Ketimpangan itu tampak di Kelurahan Argasunya, Kecamatan Harjamukti, wilayah paling selatan, Kamis (14/3/2019). Meskipun hanya berjarak 7 kilometer dari pusat pemerintahan Kota Cirebon, jalan menuju kampung masih rusak. Aspalnya berlubang. Warga menambal lubang jalan dengan batu dan pasir sembari meminta uang dari pengendara yang lewat.
Di sekitar Sungai Kalijaga, sampah menumpuk. Ketika melintasi jalan Kampung Kopi Luhur, bau busuk menyengat. Daerah itu dijadikan tempat pembuangan akhir sampah lebih dari 300.000 warga kota.
Selain pengangkut sampah, truk pasir juga hilir mudik di daerah itu. Pasir didapatkan dari perbukitan yang digali di Argasunya. Perbukitan yang masih dipadati pepohonan pun tampak menganga di beberapa titik.
Daerah tersebut dulunya merupakan sentra galian pasir. Sejak pemkot menerbitkan Surat Keputusan Wali Kota Cirebon Nomor 16 Tahun 2004, aktivitas galian pasir sebenarnya dilarang.
Menurut Ketua RW 006 Kedung Krisik Selatan, Argasunya, Ujang Fredi, sebagian besar penduduk Argasunya bekerja sebagai kuli angkut pasir. Penduduk kelurahan itu sebanyak 18.541 jiwa.

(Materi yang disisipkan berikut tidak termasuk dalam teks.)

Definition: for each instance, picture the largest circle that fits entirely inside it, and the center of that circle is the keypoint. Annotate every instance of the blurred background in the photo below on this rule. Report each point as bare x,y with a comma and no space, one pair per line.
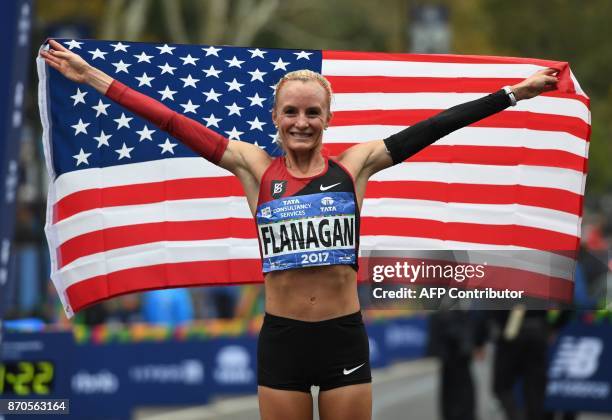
203,319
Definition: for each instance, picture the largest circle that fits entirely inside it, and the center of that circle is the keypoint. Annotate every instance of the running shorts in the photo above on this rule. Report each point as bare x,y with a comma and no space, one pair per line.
294,355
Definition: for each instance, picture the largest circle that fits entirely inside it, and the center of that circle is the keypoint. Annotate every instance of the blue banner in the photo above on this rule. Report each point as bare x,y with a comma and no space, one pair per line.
15,23
107,382
580,371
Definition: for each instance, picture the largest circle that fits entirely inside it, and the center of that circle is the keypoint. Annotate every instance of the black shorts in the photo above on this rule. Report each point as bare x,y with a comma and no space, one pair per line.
294,355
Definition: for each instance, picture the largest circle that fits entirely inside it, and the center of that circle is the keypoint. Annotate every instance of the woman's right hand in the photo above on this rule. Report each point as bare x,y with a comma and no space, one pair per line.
69,64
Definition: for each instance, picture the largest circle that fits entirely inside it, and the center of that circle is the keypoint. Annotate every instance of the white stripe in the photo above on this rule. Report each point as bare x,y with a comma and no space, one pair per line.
532,176
435,100
154,254
485,214
469,136
236,207
425,69
173,211
224,249
158,171
136,173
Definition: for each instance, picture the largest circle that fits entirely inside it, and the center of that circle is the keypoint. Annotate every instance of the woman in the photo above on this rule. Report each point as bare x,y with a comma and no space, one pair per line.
307,210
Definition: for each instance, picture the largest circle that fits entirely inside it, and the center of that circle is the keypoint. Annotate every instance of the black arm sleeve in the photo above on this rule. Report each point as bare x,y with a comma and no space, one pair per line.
409,141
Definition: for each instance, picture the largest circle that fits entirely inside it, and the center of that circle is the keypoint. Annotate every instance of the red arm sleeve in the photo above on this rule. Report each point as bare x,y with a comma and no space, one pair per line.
199,138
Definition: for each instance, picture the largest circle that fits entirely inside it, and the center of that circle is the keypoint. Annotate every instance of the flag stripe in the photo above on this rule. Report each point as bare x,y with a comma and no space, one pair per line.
516,119
201,188
389,84
442,101
186,274
191,230
489,155
468,136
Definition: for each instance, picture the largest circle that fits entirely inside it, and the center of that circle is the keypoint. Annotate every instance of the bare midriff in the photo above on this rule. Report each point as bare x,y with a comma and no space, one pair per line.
313,293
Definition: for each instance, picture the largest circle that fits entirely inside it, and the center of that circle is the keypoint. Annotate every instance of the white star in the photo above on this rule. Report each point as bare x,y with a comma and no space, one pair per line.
120,47
189,60
167,93
167,146
212,51
144,80
145,134
258,145
234,134
279,64
73,44
189,107
167,69
234,62
234,85
103,139
211,95
256,100
82,157
97,54
257,53
189,81
143,57
212,121
123,121
100,108
124,152
165,49
80,127
121,66
256,124
233,109
257,75
78,97
303,54
212,72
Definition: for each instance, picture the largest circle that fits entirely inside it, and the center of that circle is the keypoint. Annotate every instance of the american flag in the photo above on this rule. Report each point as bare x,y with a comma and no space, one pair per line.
130,208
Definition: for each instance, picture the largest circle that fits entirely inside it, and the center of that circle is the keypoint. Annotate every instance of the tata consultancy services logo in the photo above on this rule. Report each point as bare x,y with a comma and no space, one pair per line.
233,366
577,357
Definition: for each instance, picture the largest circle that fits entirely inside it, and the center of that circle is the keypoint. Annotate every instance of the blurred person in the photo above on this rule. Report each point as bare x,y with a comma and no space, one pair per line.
521,356
309,304
457,337
167,306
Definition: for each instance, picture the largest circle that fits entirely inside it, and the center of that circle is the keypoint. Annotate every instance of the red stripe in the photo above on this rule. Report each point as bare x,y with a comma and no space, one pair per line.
436,58
196,273
488,155
132,235
509,119
499,278
390,84
153,192
549,198
523,236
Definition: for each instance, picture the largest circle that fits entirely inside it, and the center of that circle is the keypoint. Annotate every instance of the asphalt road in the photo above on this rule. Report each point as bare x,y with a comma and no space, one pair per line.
400,392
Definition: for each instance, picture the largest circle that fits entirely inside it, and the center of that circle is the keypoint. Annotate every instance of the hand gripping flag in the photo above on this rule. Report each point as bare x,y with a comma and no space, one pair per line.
130,208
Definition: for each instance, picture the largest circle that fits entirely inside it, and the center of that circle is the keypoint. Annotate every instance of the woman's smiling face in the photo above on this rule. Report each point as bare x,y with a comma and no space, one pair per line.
301,114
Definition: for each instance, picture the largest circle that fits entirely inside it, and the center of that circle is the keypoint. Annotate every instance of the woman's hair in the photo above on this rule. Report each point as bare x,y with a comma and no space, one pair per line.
305,75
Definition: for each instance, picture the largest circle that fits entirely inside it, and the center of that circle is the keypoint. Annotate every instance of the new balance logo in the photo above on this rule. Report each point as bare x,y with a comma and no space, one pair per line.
576,357
349,371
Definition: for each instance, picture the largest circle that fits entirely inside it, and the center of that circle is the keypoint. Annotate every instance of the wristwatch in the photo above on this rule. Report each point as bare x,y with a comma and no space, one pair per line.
510,94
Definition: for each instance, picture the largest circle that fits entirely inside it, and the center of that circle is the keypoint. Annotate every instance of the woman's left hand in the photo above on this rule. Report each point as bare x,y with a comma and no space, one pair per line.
542,81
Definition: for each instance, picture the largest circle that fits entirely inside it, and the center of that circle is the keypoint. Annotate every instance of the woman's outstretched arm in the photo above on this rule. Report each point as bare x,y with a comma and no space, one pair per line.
368,158
243,159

”Penghasilan sebagai kuli pasir bisa lebih dari Rp 100.000 per hari. Di sini pembangunan lamban, jadi pilihan pekerjaan sedikit,” ujarnya.
Ujang menyebutkan, sejumlah kampung masih kesulitan mengakses air bersih. Sementara sekolah menengah atas hanya terdapat di pusat Kecamatan Harjamukti. Tidak ada angkutan umum yang menjangkau Argasunya. Ia berharap, pengembangan kota juga dilakukan di sana.
Sebaliknya, di bagian utara dan tengah kota, kondisinya sesak dengan pembangunan. Terdapat sembilan mal, lebih dari 50 hotel, dan sekitar 200 restoran di sana. Kantor pemerintah juga berada di daerah itu.
Kepala Badan Perencanaan Pembangunan, Penelitian, dan Pengembangan Daerah (BP4D) Kota Cirebon Arif Kurniawan mengakui, wilayah selatan kota masih tertinggal. ”Akibatnya, rasio gini kita tumbuh negatif,” ucap Arif dalam Musyawarah Perencanaan Pembangunan Kota Cirebon 2020, Kamis.
Rasio gini, koefisien yang menunjukkan kesenjangan pendapatan dan kekayaan, di Kota Cirebon semakin lebar. Tahun lalu, rasio gini mencapai 0,41. Angka ini naik dibandingkan tahun 2016, yakni 0,4. Padahal, pada 2013, rasio gini hanya 0,38.
Semakin mendekati angka 0 menunjukkan ketimpangan semakin kecil. Pemkot menargetkan rasio gini kota seluas 37 kilometer persegi itu turun menjadi 0,4 tahun ini.
Meskipun rasio gini semakin lebar, BP4D Kota Cirebon mencatat penurunan tingkat kemiskinan dari 9,73 persen pada 2016 menjadi 8,88 persen tahun lalu. Namun, jumlah itu masih di atas tingkat kemiskinan rata-rata di Jabar, yakni 7,8 persen.
”Pembangunan akan terus dilakukan di wilayah selatan. Dalam lima tahun ke depan, ditargetkan ada SMA negeri di sana,” lanjut Arif.
Wali Kota Cirebon Nashrudin Azis dalam beberapa kesempatan menyampaikan, keinginan Pemkot Cirebon menata bekas galian pasir di Argasunya menjadi destinasi wisata baru. Hal ini dinilai dapat mengembangkan wilayah selatan kota.
”Kami fokus menggarap pariwisata. Konsentrasi penggunaan APBD untuk sektor itu,” ujarnya.